Soy venezolana, profesional universitaria. Mi esposo y yo somos una pareja colombo venezolana que tuvo que salir de Venezuela por la situación sociopolítica que se vive en mi país y los temores de persecución. Llegamos a Colombia, a la ciudad de Bogotá, en el 2014, con muchos sueños y metas por cumplir. Para aquel momento, contábamos con recursos económicos disponibles en las tarjetas de crédito pero, para nuestra sorpresa, no pudimos hacer uso de ellos pues se bloqueó cualquier uso de moneda extranjera. Quedamos en la calle, sin dinero. Allí comenzó nuestra odisea. Pasamos por varios lugares con lo poco que teníamos hasta que, al quedarnos sin refugio, una buena amiga colombiana, abogada y dueña de una empresa pequeña, junto con su esposo y su cuñado, nos permitió hospedarnos en su bodega, ubicada en una pequeña oficina. Esa bodega fue nuestro hogar por 3 meses.
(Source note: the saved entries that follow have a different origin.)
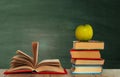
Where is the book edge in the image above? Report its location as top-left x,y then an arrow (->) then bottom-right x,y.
4,69 -> 67,74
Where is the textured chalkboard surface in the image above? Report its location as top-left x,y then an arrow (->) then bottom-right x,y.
0,0 -> 120,68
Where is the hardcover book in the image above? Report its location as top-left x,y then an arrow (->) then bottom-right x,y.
71,65 -> 102,74
70,49 -> 101,59
73,40 -> 104,50
71,58 -> 104,65
4,42 -> 67,74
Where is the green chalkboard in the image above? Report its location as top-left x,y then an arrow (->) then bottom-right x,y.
0,0 -> 120,69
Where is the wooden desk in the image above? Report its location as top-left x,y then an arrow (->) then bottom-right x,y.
0,69 -> 119,77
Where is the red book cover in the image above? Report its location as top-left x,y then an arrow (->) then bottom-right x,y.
4,69 -> 67,74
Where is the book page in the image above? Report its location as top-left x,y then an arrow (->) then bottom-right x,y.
36,66 -> 64,73
6,66 -> 35,72
32,42 -> 39,68
37,59 -> 60,67
35,59 -> 65,72
16,50 -> 33,64
11,55 -> 34,68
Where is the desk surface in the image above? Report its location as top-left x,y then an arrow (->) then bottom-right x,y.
0,69 -> 120,77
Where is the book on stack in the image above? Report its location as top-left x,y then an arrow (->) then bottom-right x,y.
70,40 -> 104,74
73,40 -> 104,50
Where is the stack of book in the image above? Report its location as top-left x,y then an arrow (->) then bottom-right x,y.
70,40 -> 105,74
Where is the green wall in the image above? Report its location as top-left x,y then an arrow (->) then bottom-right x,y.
0,0 -> 120,68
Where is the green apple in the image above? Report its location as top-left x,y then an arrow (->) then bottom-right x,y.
75,24 -> 93,41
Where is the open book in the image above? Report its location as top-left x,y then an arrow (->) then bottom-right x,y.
4,42 -> 67,74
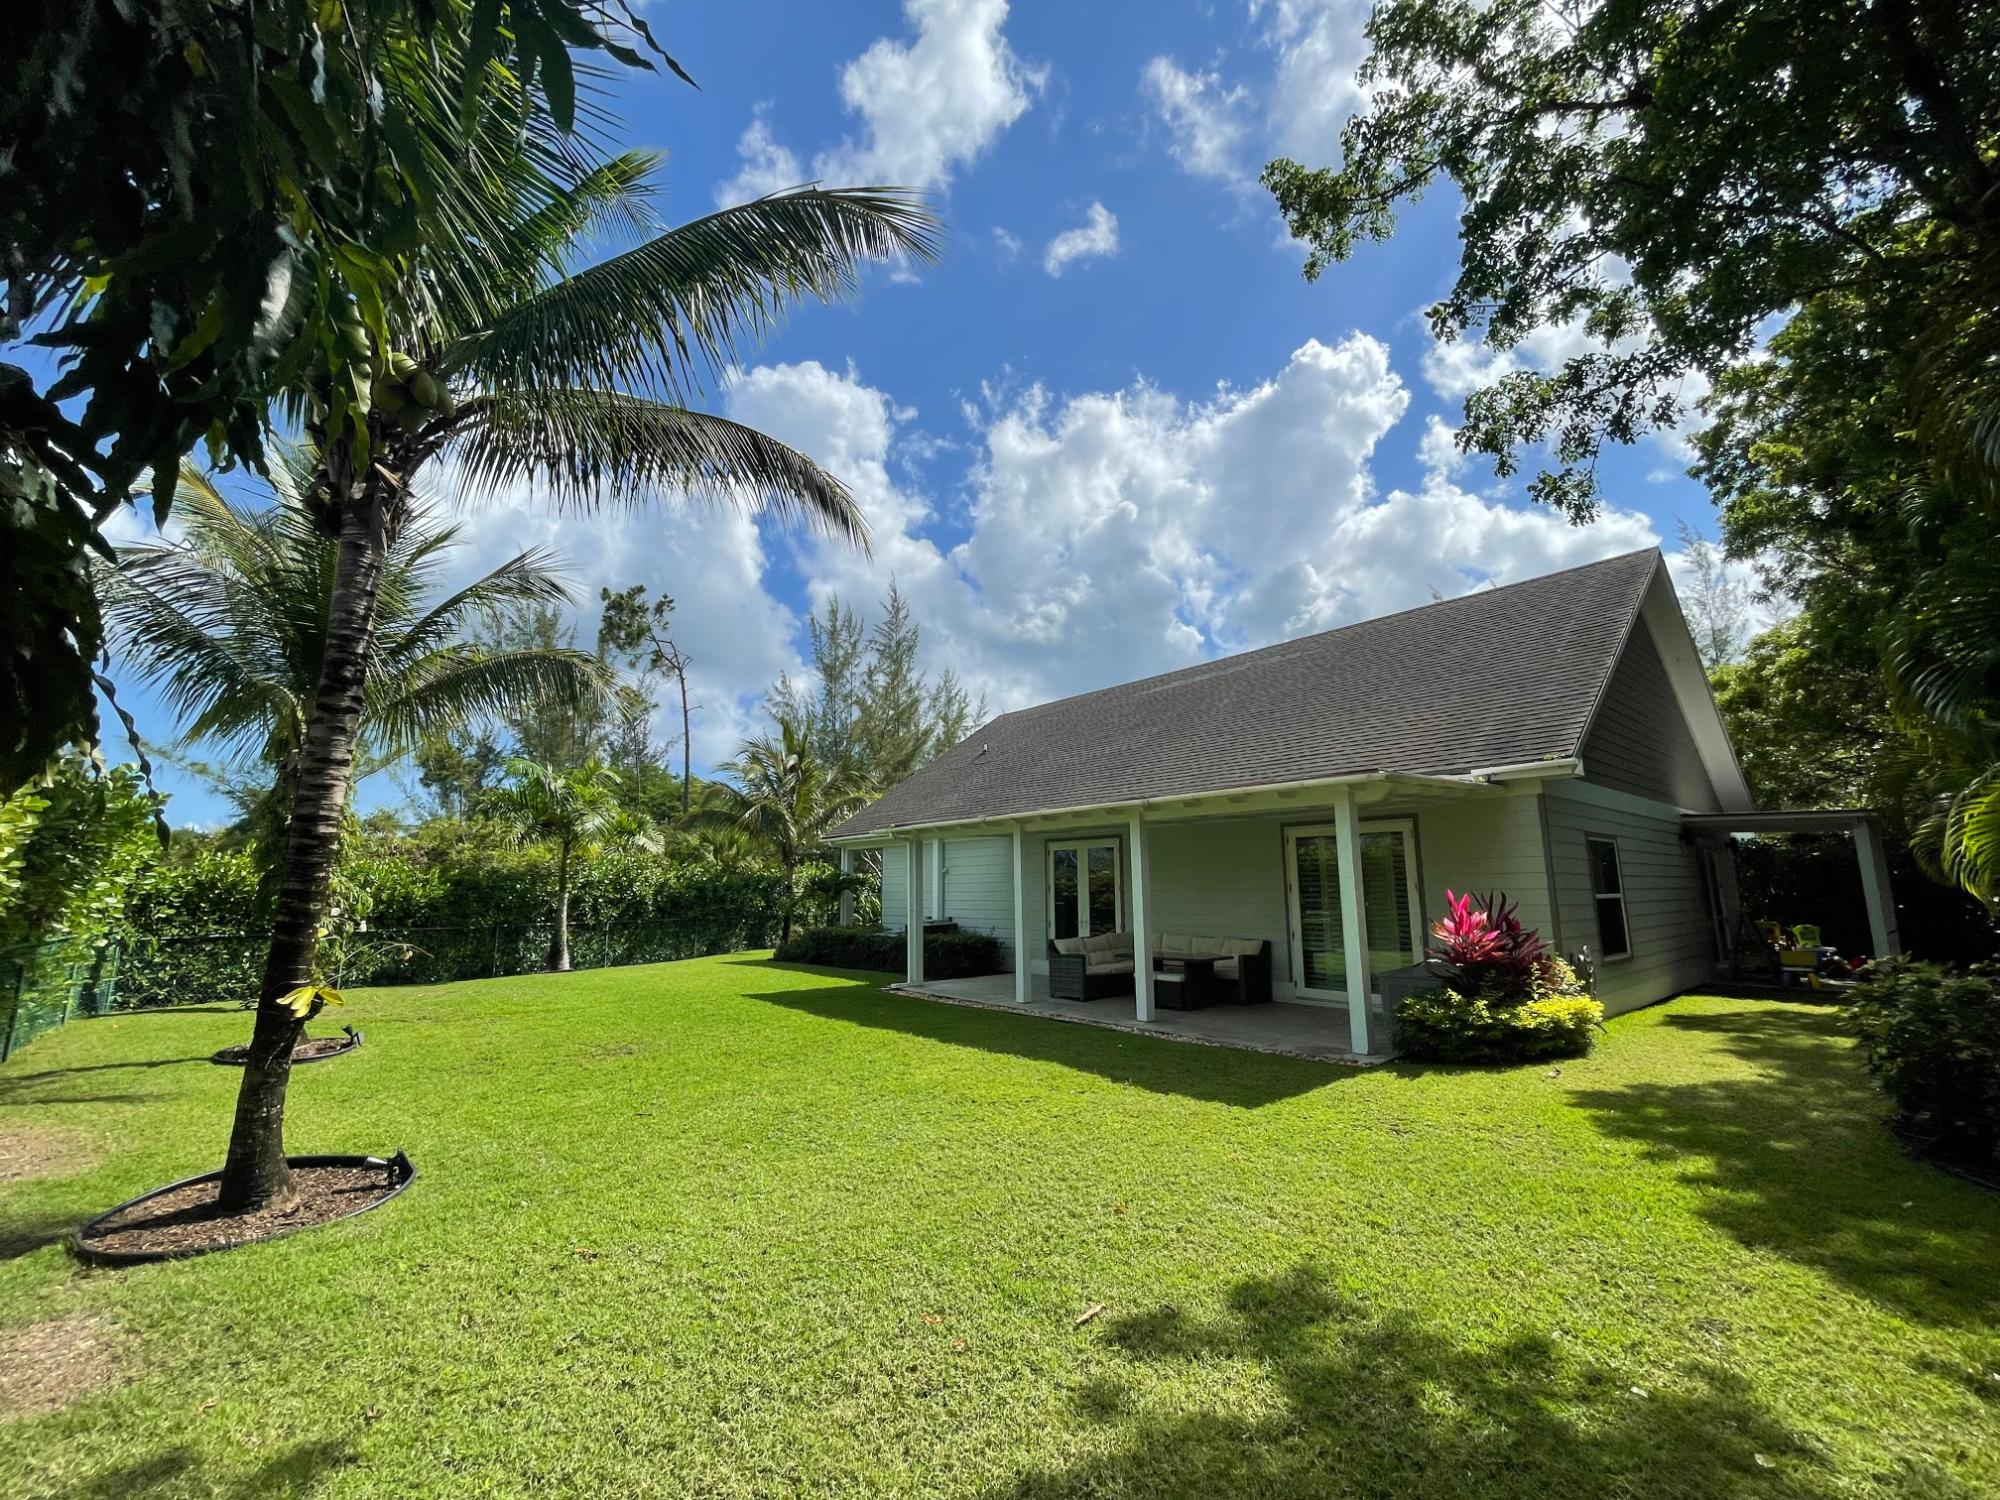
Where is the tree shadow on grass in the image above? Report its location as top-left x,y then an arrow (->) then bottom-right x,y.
1570,1005 -> 2000,1329
0,1210 -> 82,1263
55,1440 -> 356,1500
993,1262 -> 1917,1500
0,1054 -> 211,1111
736,967 -> 1340,1108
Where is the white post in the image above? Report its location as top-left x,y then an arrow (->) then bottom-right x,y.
1854,818 -> 1903,958
905,837 -> 926,985
929,838 -> 944,922
1011,825 -> 1030,1005
1128,814 -> 1154,1022
1332,784 -> 1373,1054
837,847 -> 855,928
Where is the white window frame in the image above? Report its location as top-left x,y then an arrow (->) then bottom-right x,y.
1283,818 -> 1423,999
1046,838 -> 1124,940
1585,835 -> 1633,961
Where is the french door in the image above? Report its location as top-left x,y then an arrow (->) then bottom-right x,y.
1047,839 -> 1123,941
1284,820 -> 1421,997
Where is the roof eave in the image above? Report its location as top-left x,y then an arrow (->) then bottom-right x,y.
827,761 -> 1581,843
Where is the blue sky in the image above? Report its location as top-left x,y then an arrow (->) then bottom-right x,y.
90,0 -> 1734,828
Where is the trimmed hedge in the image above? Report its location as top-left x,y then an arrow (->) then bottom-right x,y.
1396,956 -> 1603,1063
776,926 -> 1005,980
1845,959 -> 2000,1168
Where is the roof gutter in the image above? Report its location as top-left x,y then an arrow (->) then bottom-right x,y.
830,760 -> 1580,844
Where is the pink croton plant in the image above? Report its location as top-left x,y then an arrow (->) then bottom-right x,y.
1428,890 -> 1550,988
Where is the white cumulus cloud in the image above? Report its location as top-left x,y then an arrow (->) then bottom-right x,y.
714,105 -> 805,205
721,0 -> 1042,206
1141,56 -> 1253,181
721,338 -> 1669,722
1042,203 -> 1120,277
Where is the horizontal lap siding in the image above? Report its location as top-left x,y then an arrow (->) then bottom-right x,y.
940,836 -> 1016,963
1411,792 -> 1556,945
1581,619 -> 1723,813
1148,820 -> 1293,985
1544,782 -> 1714,1015
881,844 -> 909,932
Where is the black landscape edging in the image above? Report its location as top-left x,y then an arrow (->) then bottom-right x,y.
210,1025 -> 364,1067
71,1151 -> 417,1267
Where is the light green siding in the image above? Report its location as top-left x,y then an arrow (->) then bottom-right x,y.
880,842 -> 909,932
1410,790 -> 1556,944
1147,819 -> 1293,983
1544,779 -> 1715,1015
878,836 -> 1016,965
1581,618 -> 1723,812
937,835 -> 1016,962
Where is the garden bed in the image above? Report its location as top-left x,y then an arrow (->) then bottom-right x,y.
73,1152 -> 415,1265
210,1026 -> 363,1067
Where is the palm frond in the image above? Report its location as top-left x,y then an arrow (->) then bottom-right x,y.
445,388 -> 867,546
366,645 -> 611,757
448,187 -> 940,400
382,546 -> 579,666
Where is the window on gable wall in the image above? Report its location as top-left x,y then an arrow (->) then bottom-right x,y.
1586,837 -> 1631,960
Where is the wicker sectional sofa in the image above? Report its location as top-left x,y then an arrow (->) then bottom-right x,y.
1048,932 -> 1273,1005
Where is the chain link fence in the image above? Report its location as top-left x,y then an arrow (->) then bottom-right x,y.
1,917 -> 780,1062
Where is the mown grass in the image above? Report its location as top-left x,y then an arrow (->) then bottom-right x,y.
1,956 -> 1997,1498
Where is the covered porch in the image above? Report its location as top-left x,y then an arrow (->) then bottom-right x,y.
837,766 -> 1573,1062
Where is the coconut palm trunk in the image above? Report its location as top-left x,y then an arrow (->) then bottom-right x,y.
550,839 -> 574,972
219,499 -> 389,1211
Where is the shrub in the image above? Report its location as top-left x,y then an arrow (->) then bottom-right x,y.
1397,947 -> 1604,1065
1429,889 -> 1550,990
775,926 -> 1005,979
1844,960 -> 2000,1168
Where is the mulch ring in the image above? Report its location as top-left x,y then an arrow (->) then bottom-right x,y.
210,1027 -> 363,1067
0,1315 -> 124,1419
74,1153 -> 415,1265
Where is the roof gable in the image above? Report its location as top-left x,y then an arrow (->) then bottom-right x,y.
834,549 -> 1676,838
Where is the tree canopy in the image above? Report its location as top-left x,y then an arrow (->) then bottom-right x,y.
1264,0 -> 2000,520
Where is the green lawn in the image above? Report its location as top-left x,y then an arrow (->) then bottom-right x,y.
2,957 -> 1997,1499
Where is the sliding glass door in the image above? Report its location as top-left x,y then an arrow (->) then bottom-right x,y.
1048,839 -> 1123,941
1284,820 -> 1421,997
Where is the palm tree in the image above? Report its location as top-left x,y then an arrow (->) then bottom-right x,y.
723,718 -> 869,946
102,461 -> 607,900
222,140 -> 934,1209
493,759 -> 649,971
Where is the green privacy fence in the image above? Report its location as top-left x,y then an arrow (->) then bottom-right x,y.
0,914 -> 789,1063
1,943 -> 123,1063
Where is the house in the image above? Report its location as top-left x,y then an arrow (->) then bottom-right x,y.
826,549 -> 1901,1059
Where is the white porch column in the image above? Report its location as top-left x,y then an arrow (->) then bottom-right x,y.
1854,818 -> 1903,958
904,836 -> 926,985
837,848 -> 855,927
1011,825 -> 1030,1004
1332,784 -> 1373,1054
1128,814 -> 1155,1022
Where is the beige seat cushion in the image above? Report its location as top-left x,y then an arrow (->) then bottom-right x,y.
1085,959 -> 1134,976
1214,957 -> 1240,979
1192,936 -> 1225,958
1082,932 -> 1117,957
1052,936 -> 1085,956
1160,932 -> 1193,956
1224,937 -> 1263,957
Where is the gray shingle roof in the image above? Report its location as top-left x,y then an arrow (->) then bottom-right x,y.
831,548 -> 1661,838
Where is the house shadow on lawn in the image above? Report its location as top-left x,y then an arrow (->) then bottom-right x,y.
1570,1005 -> 2000,1330
734,961 -> 1340,1108
993,1262 -> 1907,1500
60,1440 -> 356,1500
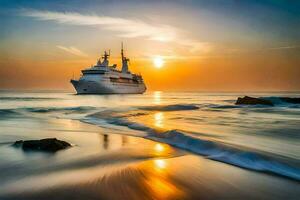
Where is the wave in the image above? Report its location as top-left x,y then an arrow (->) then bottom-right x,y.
203,97 -> 300,111
148,130 -> 300,181
0,109 -> 18,115
201,97 -> 300,111
85,112 -> 300,181
209,105 -> 240,109
138,104 -> 199,111
25,106 -> 97,113
262,97 -> 286,105
0,109 -> 21,118
0,106 -> 98,119
0,97 -> 59,101
262,97 -> 300,106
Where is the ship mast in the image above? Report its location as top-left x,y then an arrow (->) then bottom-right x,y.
121,42 -> 129,73
121,42 -> 124,60
101,50 -> 109,67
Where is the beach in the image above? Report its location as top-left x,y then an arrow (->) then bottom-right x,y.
1,0 -> 300,199
0,91 -> 299,199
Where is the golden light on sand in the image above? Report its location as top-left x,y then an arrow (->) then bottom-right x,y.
144,170 -> 183,199
154,159 -> 166,169
153,56 -> 164,68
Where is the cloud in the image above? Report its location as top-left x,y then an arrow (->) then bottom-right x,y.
56,46 -> 88,57
268,46 -> 300,50
20,9 -> 211,54
224,45 -> 300,55
21,9 -> 177,41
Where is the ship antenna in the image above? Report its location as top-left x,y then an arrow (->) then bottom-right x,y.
121,42 -> 124,60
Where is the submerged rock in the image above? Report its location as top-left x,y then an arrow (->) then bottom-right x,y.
235,96 -> 274,106
13,138 -> 71,152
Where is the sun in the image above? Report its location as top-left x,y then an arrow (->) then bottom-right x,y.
153,56 -> 164,68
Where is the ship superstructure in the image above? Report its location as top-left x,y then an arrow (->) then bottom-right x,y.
70,44 -> 146,94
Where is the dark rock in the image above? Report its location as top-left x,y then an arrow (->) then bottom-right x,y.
279,97 -> 300,104
13,140 -> 23,147
13,138 -> 71,152
235,96 -> 274,106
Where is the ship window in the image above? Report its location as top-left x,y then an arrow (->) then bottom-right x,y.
82,70 -> 105,75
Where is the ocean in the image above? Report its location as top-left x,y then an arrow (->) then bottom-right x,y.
0,91 -> 299,199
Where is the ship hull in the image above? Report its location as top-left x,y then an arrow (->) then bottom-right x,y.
71,79 -> 146,94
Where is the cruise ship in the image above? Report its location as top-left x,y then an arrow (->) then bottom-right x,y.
70,44 -> 146,94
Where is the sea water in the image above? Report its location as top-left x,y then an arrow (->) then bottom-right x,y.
0,91 -> 299,181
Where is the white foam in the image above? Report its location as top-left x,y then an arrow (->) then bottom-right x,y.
85,114 -> 300,181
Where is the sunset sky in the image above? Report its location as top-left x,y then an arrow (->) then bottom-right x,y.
0,0 -> 299,91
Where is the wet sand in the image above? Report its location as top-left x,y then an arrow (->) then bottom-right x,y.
0,118 -> 299,200
1,154 -> 300,200
1,142 -> 299,199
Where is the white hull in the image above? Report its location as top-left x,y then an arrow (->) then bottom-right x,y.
70,45 -> 146,94
71,79 -> 146,94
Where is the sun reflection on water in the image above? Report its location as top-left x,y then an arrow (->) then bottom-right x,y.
154,112 -> 164,128
153,143 -> 172,156
154,143 -> 165,152
153,91 -> 162,105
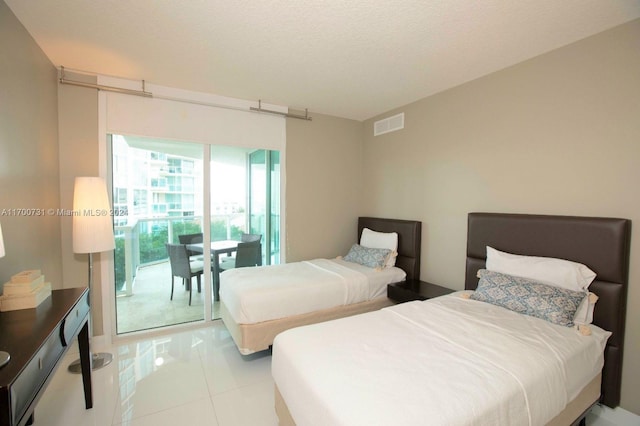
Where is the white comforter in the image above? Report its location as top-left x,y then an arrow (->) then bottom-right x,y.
220,258 -> 405,324
272,294 -> 610,426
Tiempo después, a mi esposo le salió una oportunidad laboral como profesor de violín en Tunja, capital del departamento de Boyacá al nororiente de Bogotá, pues antes había trabajado como profesor del sistema de orquestas en Venezuela. Sin embargo, tampoco estuvo fácil la situación, pues durante 3 meses no recibió su salario. Fue entonces cuando decidimos emprender una aventura formando niños en música clásica y constituimos la Fundación Cultural Simón Boívar . Con este proyecto, buscábamos dejar un legado en los niños, venezolanos y colombianos, más vulnerables de la ciudad de Tunja y sus alrededores. Hoy, luego de un año y medio, hemos dado más de 50 conciertos en Boyacá, y aunque no contamos con dinero para instrumentos y sede, tenemos la mejor disposición para hacer bien las cosas.
Una de las cosas difíciles que me tocó fue ver a mi esposo, un músico clásico de alto nivel, tocando en la calle. Sé que lo hizo por nosotros pero me partió el alma en dos; así como cuando nos tocó dejar a nuestros seres queridos y no volverlos a ver. Estos momentos han sido muy dolorosos. Eso sin contar el choque cultural; tenemos costumbres distintas en la comida, en la forma de comunicarnos, entre muchas otras cosas, y aunque pequeñas, son las que hacen la cotidianidad.
Por otra parte, lo más hermoso que he experimentado es la solidaridad de muchos colombianos que día a día llegan hasta nuestro refugio, El hogar del Espíritu Santo, en Tunja, trayendo alimentos, ropa, zapatos, colchonetas y demás. Escuchar la voz de los caminantes venezolanos y saber que durante su travesía hubo muchos colombianos que les iban ofreciendo pan, agua, tingo, etc., fue muy esperanzador. Creo que cuando tocamos fondo empezamos a ver que aparecen ángeles en la tierra para proveer todo lo necesario.
Si pudiera decirle algo a alguien en Venezuela sería a mis padres y a mis tías, que son como mis otras madres. Les diría que los amo, los extraño y que espero algún día volver a verlos con vida, abrazarlos, decirles la falta que me hacen, y que me gustaría traérmelos algún día a pasar su vejez conmigo.
Por ahora, nuestra meta es enseñar que un gesto de solidaridad es lo que verdaderamente puede cambiar nuestro entorno, y es el mejor legado que podemos dejarle a nuestros hijos y nietos. Seguiremos con nuestra casa El hogar del Espíritu Santo para seguir acobijando temporalmente a quienes vienen buscando un futuro mejor para sus familiares.